Hans Baldung, gen. Grien (1484/85–1545) - Markgraf Christoph I. von Baden mit seiner Familie in Anbetung vor der heiligen Anna Selbdritt (um 1509/12)

Mischtechnik auf Tannenholz, 67,5 x 218 cm, Staatliche Kunsthalle Karlsruhe, Inv. 88

Links der Anna-Selbdritt-Gruppe kniet zuvorderst der Markgraf, erkennbar durch sein Familienwappen, das an prominenter Stelle auf der Seite der männlichen Familienmitglieder abgebildet ist. Hinter dem Markgrafen, der seine Hände zum Gebet erhoben hat, drängen sich seine zehn ebenfalls betenden Söhne, die sich anhand ihrer Attribute identifizieren lassen. Auf der rechten Bildseite ist die Markgräfin Otilia, ebenfalls mit ihrem Familienwappen präsentiert. Im Gegensatz zu ihrem Gemahl ist sie am weitesten vom heiligen Geschehen im Bildzentrum entfernt und schließt die Gruppe ihrer fünf Töchter am rechten Bildrand ab.

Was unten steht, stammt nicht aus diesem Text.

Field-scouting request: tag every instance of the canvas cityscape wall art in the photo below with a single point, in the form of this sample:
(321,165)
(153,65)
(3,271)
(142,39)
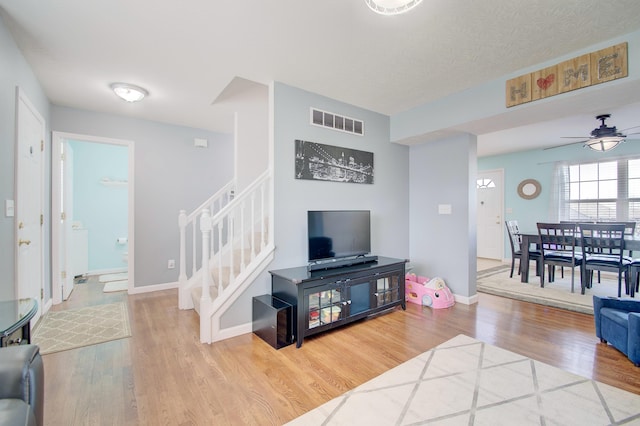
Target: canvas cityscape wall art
(316,161)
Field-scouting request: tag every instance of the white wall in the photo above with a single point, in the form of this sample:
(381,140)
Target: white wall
(14,72)
(170,174)
(444,173)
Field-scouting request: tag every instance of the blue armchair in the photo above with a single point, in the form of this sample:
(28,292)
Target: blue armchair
(618,323)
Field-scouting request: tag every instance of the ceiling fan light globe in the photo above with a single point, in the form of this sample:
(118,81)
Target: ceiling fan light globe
(604,144)
(392,7)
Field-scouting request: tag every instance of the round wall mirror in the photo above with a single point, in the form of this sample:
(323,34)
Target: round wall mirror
(529,189)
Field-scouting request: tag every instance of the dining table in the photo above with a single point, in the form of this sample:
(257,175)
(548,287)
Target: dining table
(529,238)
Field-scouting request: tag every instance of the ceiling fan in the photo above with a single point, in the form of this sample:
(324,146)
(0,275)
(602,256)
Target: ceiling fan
(603,138)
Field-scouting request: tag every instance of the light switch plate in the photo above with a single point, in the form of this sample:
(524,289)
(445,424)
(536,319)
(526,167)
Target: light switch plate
(9,209)
(444,209)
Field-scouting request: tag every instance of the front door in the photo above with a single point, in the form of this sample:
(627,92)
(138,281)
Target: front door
(29,202)
(490,231)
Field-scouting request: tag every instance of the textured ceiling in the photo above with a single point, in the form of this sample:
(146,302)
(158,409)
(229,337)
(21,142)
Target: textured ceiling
(187,53)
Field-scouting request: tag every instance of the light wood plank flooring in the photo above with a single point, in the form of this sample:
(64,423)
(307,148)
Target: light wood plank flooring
(164,376)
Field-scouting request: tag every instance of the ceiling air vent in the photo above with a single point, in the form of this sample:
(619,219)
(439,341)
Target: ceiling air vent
(337,122)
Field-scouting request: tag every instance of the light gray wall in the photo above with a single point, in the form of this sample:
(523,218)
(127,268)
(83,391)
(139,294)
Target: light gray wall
(444,173)
(170,174)
(387,198)
(252,137)
(14,72)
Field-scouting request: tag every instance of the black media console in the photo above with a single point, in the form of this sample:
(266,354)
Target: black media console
(324,299)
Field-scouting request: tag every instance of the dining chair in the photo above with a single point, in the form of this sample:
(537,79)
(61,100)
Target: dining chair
(558,248)
(516,247)
(629,231)
(603,250)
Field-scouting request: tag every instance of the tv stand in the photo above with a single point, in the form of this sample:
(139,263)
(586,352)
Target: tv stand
(339,263)
(327,298)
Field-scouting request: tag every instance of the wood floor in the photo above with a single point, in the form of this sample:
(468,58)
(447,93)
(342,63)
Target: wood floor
(164,376)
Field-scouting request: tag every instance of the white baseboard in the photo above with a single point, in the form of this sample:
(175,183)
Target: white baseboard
(107,271)
(466,300)
(154,287)
(230,332)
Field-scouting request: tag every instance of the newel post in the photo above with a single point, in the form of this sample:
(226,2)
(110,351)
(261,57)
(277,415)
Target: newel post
(205,228)
(182,274)
(182,224)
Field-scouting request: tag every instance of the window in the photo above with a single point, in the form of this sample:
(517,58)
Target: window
(602,191)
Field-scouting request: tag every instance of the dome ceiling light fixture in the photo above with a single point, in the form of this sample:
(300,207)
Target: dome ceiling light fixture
(392,7)
(129,92)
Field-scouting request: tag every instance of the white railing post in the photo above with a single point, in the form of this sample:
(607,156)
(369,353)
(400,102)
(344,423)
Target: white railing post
(182,224)
(219,256)
(205,228)
(242,237)
(231,235)
(183,295)
(252,244)
(263,240)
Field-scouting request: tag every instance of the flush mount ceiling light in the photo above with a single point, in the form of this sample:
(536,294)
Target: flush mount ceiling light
(392,7)
(129,92)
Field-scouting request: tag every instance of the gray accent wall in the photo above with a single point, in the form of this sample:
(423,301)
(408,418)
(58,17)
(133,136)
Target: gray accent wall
(387,198)
(443,176)
(170,174)
(16,72)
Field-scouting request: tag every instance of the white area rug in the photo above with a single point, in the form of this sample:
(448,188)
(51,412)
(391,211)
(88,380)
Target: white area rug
(557,294)
(468,382)
(113,286)
(113,277)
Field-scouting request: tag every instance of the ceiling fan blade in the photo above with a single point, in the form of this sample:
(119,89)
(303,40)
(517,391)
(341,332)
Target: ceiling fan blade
(566,144)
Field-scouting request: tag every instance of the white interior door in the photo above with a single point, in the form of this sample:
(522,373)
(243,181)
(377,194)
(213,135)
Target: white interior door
(489,214)
(29,202)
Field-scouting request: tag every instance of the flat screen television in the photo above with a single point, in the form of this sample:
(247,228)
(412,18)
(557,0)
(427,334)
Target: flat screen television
(337,234)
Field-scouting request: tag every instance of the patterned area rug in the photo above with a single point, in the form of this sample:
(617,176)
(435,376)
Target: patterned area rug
(557,294)
(465,381)
(74,328)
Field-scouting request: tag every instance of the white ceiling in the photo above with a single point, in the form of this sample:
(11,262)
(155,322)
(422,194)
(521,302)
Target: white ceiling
(187,52)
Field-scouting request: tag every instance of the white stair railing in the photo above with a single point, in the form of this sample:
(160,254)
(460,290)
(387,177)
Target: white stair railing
(236,242)
(185,221)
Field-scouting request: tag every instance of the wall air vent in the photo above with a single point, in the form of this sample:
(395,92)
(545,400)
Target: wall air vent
(337,122)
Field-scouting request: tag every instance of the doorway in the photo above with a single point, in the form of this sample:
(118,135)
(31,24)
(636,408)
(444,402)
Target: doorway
(70,236)
(490,223)
(29,207)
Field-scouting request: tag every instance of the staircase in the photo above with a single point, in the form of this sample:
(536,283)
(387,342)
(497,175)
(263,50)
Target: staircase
(230,237)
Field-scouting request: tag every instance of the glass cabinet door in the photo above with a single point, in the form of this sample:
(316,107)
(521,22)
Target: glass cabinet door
(324,307)
(387,290)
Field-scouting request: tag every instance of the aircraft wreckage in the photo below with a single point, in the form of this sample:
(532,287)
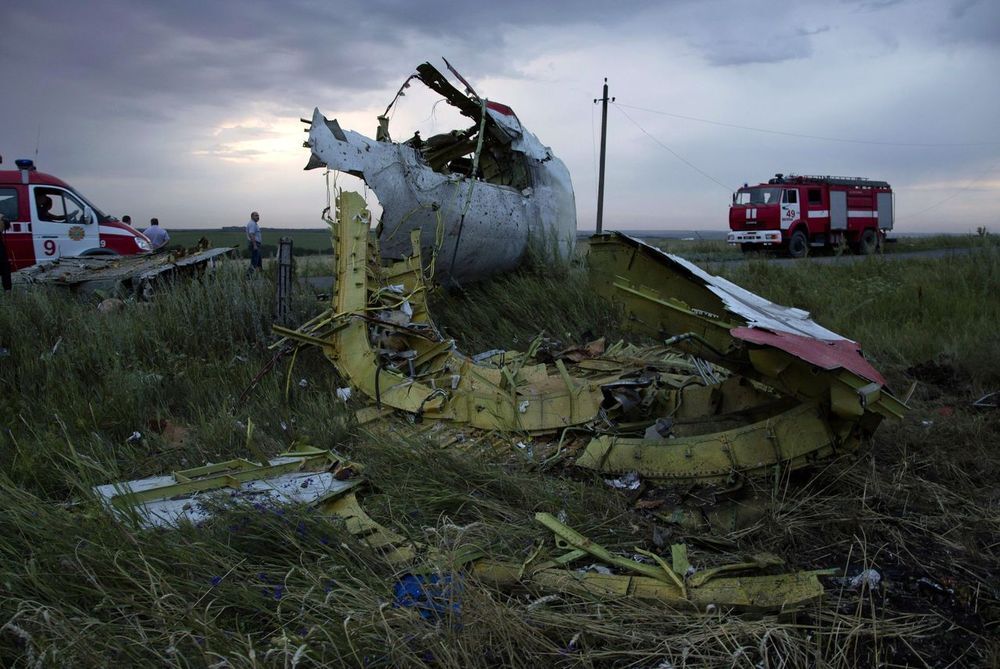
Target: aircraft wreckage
(480,195)
(739,387)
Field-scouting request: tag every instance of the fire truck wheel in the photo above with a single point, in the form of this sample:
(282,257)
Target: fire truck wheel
(798,245)
(869,242)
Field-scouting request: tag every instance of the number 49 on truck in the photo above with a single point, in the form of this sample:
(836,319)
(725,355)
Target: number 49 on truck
(797,213)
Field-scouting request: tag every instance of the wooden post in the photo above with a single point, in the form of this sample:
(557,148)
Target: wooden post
(284,292)
(604,142)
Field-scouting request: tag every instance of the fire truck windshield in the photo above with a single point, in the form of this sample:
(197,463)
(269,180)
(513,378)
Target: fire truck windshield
(758,196)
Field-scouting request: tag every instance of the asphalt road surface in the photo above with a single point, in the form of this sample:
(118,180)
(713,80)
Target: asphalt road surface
(839,260)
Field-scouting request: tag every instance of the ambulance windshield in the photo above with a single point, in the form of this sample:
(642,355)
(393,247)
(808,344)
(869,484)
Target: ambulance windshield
(758,196)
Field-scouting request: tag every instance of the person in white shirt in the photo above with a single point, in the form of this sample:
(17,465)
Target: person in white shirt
(254,238)
(158,237)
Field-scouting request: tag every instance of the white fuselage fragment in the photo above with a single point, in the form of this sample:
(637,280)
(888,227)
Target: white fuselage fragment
(496,223)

Bei näherer Betrachtung der markgräflichen Nachkommen fällt die ausgeprägte Ähnlichkeit der Dargestellten auf, die scheinbar ihrer Verwandtschaft geschuldet ist. Dennoch hat man nicht den Eindruck, dass Baldung hier mit exakten Naturstudien gearbeitet hat. Besonders die drei Schwestern in der ersten Reihe auf der rechten Bildseite gleichen sich fast bis ins Detail. Ganz offensichtlich scheinen Söhne sowie Töchter dieselbe Gesichtsstudie zur Vorlage gehabt zu haben.

Grundsätzlich lässt sich in Baldungs Gemälden deutlich erkennen, dass er seine Fertigkeiten im Bereich der Federzeichnung, der Holzschnitte und dem Entwerfen von Glasfenstern erlernt hat, was sich in einer Tendenz zur Flächenbildung niederschlägt, obwohl Baldung stets um eine plastische Gestaltung bemüht ist. Auch in der Markgrafentafel aus unserer Reihe ist die gestalterische Tiefenwirkung nur rudimentär gelungen. Dies ist deutlich bei den hintereinander gestaffelten, kleiner werdenden Schwestern rechts im Bild zu erkennen. Die fast stereotype Wiederholung der Frauen, die Baldung dabei verwendet, scheint weder ihn noch die Auftraggeber gestört zu haben.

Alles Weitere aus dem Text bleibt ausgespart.